En quelques mois, Radil Hebrich est passé d’architecte de renom, en Algérie, à sans-abri, dans les rues de Montréal. Cet homme, que rien ne prédestinait à vivre dans la rue, est décédé tragiquement il y a deux semaines, après avoir été happé par un wagon de métro.

La mort de M. Hebrich n’est pas sans rappeler celle d’Alain Magloire, abattu tragiquement par les policiers, lundi. Rien ne semblait prédestiner ce chercheur, père de deux enfants, à devenir sans-abri.

Les circonstances de sa mort sont très différentes, puisqu’il s’agit d’un bête accident. Mais l’homme d’origine algérienne faisait aussi partie de ces êtres qui ont échappé au système, bien qu’ils aient tout pour réussir.

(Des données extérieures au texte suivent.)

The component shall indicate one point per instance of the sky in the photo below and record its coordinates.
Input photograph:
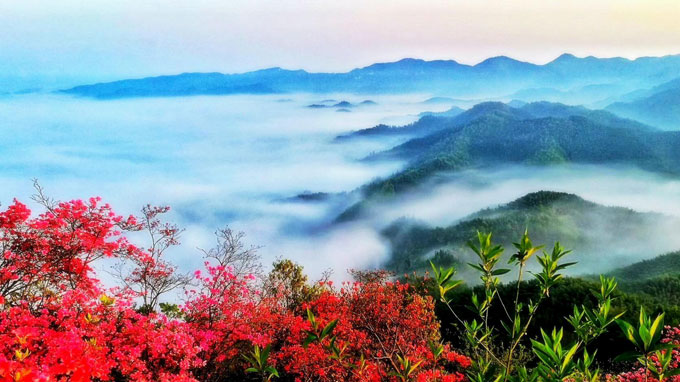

« Il ne voulait pas partir »

Radil Hebrich, 59 ans, est décédé le 16 janvier, au métro Langelier. Il marchait près de la rame de métro, quand il aurait trébuché, la tête au-dessus des rails.

Selon la police, il était en état d’ébriété. C’est à ce moment qu’un wagon serait arrivé et lui aurait heurté la tête de plein fouet. L’homme laisse derrière lui une bien triste histoire, lui qui était sur la bonne voie pour se sortir de son malheur.

«On est tous sous le choc… Tout le monde l’adorait», a confié sa sœur Djanet Zahia Hebrih, jointe par le Journal à Annaba, en Algérie, quelques jours après le décès de son frère.

M. Hebrich venait de commencer à reprendre sa vie en main, après des années plutôt difficiles. Il était arrivé au Québec en 2010 avec sa femme et ses enfants.

«Il ne voulait pas partir, affirme sa sœur, Djanet. Mais sa femme partait avec les enfants, alors…»

M. Hebrich était un architecte reconnu en Algérie­­ et âgé dans la mi-cinquantaine, il n’avait nulle envie de quitter le pays pour repar­tir à zéro. Mais il ne voulait pas vivre loin de ses enfants, selon sa sœur. Arrivé au Canada, le couple aurait divorcé. «Sa femme l’a jeté dehors», raconte Djanet.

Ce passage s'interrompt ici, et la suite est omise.